The catch is that NPR is not actually Ethernet. It does not carry broadcast frames across the radio. It does not transport ARP. So when your laptop wants to reach 192.168.43.50 and broadcasts an ARP "who has 192.168.43.50, tell me", that ARP request never crosses the radio. The slave that owns .50 will never see the question, and your laptop never gets an answer.

The way NPR resolves this is Proxy ARP. The modem on the local Ethernet segment watches ARP requests on its wired side. When it sees one for an address that is inside the NPR subnet but not part of the range it has been given itself, it answers the ARP request on behalf of the remote host, replying with its own MAC address. The host then sends the IP packet to the modem, the modem forwards it across the radio link to whichever slave owns the destination, and from the host's point of view the whole thing looks like a single flat network. This is not a PacketRF invention; the trick has a name and an RFC — Proxy ARP, RFC 1027.

PacketRF implements PARP explicitly and per interface, rather than as a global "always on" hack. The current policy lets you:

• enable or disable PARP on each Ethernet-like interface,
• bind PARP to a selected pool — typically the one populated by np2 on a slave, or the master's NPR pool on a master,
• forward through to a selected target interface, normally np2,
• publish PARP route policy into lwIP through a route hook so forwarding decisions stay deterministic instead of relying on ad-hoc ARP table races.

This is an important part of the addressing model, with explicit configuration options, and it is what lets the pseudo-bridge feeling of original NPR keep working in PacketRF with more than one network interface.

The alternative: route it like a real network

Proxy ARP is the default because it is what NPR users already expect. It is not the only option, and there are good reasons to prefer the routed alternative on a more deliberately designed network.

In the routed model, every node — master and slaves — is a small router, the radio link is the backbone between them, and you assign each LAN segment its own subnet rather than pretending they all share one. The local hosts have a default route through their own modem, the modem has a default route through the master, and the master has a default route into the upstream world. There is no PARP, no pseudo-bridge, no "lying about MAC addresses", just IP routing.

The trade-off is that you have to plan addressing in advance and you have to configure routes correctly on every modem and on the upstream router. PARP avoids that planning at the cost of pretending NPR is an Ethernet segment, and that pretense leaks under a few specific conditions. Both models are legitimate; pick the one that matches what you are actually building.
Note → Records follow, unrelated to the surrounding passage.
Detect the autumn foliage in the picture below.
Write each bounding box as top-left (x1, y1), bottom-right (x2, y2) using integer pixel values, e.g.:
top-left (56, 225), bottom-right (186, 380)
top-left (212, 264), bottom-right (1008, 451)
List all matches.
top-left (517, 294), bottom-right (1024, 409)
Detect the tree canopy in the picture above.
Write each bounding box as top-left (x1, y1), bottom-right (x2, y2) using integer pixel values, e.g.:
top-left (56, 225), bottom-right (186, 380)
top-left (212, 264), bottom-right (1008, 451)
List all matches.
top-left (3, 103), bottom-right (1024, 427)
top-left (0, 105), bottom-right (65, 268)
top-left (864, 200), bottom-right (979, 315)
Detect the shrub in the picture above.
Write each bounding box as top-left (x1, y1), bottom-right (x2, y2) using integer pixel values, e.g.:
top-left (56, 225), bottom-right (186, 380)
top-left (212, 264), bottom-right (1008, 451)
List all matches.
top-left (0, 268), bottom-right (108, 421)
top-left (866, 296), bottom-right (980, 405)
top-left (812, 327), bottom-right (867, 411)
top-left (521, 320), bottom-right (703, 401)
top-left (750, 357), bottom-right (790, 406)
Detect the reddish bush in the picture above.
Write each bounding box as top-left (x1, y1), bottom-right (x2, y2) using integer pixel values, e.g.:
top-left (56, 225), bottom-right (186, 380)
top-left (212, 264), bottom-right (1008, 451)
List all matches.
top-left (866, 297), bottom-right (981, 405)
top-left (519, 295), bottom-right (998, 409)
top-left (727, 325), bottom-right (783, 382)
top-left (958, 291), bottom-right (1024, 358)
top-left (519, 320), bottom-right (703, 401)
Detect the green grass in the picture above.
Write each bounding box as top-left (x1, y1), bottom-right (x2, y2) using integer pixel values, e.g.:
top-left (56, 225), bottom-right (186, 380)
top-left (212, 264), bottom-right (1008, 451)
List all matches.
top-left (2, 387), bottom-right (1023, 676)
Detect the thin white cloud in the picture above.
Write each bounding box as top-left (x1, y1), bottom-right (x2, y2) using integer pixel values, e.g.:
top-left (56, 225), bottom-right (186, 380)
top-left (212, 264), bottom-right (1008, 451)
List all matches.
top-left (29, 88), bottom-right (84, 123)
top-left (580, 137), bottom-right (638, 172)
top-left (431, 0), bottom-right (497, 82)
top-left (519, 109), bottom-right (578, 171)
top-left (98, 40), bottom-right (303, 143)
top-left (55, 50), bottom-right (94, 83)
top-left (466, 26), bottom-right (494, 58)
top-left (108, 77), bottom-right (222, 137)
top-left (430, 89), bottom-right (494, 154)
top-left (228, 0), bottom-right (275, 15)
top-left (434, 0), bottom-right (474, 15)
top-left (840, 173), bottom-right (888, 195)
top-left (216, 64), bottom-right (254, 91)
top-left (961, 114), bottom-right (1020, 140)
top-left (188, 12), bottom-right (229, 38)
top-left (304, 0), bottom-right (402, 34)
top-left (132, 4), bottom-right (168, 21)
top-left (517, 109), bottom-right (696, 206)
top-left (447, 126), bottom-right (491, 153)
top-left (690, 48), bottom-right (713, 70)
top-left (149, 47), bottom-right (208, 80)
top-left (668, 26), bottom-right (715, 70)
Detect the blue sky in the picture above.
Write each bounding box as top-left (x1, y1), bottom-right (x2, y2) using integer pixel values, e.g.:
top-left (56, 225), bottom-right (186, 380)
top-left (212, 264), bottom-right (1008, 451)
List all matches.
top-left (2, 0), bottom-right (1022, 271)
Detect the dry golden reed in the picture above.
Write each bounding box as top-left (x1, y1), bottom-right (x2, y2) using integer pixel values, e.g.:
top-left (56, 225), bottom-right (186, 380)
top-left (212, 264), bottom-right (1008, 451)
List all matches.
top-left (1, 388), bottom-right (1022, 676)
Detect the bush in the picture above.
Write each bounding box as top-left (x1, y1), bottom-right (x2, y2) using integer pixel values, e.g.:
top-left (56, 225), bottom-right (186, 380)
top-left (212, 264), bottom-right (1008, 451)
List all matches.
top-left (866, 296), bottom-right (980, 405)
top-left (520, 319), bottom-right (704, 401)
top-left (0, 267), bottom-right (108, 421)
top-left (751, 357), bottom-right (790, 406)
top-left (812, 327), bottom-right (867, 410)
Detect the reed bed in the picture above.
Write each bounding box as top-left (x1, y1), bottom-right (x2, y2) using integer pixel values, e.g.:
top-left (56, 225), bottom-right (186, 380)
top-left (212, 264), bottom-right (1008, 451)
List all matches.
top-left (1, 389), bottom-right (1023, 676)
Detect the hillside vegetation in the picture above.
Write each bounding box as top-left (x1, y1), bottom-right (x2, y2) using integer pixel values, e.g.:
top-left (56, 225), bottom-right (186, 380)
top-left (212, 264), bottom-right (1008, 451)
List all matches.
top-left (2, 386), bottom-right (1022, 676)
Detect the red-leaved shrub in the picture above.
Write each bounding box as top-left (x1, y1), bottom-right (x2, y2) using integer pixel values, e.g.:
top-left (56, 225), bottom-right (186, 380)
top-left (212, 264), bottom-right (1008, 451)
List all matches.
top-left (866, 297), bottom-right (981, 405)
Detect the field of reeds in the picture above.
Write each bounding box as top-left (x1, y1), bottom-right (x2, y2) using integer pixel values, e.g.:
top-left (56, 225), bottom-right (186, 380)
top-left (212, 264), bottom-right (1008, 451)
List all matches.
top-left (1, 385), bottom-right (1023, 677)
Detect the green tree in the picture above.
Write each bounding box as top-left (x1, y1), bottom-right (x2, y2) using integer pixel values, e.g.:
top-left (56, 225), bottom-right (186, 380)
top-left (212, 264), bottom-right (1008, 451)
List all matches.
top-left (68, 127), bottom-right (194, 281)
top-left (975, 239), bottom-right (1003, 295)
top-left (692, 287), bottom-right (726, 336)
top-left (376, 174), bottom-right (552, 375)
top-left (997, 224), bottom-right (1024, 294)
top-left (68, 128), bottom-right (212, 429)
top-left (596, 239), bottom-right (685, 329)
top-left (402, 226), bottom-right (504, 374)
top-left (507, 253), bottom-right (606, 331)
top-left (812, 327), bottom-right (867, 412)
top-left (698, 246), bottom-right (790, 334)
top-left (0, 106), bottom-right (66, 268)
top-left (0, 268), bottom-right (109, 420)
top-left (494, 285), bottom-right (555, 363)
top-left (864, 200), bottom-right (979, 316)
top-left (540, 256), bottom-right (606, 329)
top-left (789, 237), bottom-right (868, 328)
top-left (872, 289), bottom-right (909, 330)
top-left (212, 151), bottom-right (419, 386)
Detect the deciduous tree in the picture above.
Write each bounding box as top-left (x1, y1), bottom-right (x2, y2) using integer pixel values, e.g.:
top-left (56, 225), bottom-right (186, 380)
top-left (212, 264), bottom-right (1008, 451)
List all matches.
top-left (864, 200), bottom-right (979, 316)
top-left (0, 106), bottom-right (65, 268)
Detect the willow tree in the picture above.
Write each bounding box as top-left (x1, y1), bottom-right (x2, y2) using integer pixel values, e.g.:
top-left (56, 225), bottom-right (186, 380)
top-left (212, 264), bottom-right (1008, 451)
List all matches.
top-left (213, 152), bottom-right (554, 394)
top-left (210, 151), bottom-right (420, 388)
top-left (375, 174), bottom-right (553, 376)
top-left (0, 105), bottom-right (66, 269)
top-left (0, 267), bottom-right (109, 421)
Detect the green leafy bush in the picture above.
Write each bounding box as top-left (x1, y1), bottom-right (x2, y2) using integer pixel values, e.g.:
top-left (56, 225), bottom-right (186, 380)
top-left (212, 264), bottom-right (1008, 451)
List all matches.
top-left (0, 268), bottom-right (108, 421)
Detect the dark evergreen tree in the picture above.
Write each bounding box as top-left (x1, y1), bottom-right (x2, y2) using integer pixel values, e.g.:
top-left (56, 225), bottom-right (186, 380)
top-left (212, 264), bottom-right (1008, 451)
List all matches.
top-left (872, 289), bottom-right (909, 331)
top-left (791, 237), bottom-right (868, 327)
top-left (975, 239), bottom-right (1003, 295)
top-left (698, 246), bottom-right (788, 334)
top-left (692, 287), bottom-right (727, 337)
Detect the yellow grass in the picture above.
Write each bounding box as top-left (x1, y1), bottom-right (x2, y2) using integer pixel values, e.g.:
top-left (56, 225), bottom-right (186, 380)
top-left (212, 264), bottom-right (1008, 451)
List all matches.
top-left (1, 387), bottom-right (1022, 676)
The uart.cz article walks through both choices in detail and is recommended reading for anyone who is going to deploy more than one node.

Routing model inside PacketRF

Status: not implemented yet. A first-class routing layer with its own configuration section is on the roadmap, but it is not in the firmware today. The paragraphs below describe the intended shape so the architecture is clear; the practical reality right now is that forwarding happens through lwIP's standard routing path with the PARP route hook layered on top, and there is no routing1 config section to edit yet.

The plan is to make the routing decision explicit rather than to hide it in scenario startup code. A dedicated routing1 section will own the default-route choice and any per-interface preferences, so multi-interface growth stays manageable as more radios and more transports show up. The intended split of responsibilities, once routing lands, is:

• Interfaces expose state. They report what they have and what they carry.
• Pools expose ranges. They are the single source of address assignment.
• Routing decides which packets go where. Default route, per-interface preferences, and overrides all live here.
• PARP solves ARP visibility on the local segments where the pseudo-bridge model is in use, and only there.

If you ever find yourself wondering where to put a new bit of networking policy, that list is the right map: it almost always belongs in exactly one of those four places, and almost never in more than one.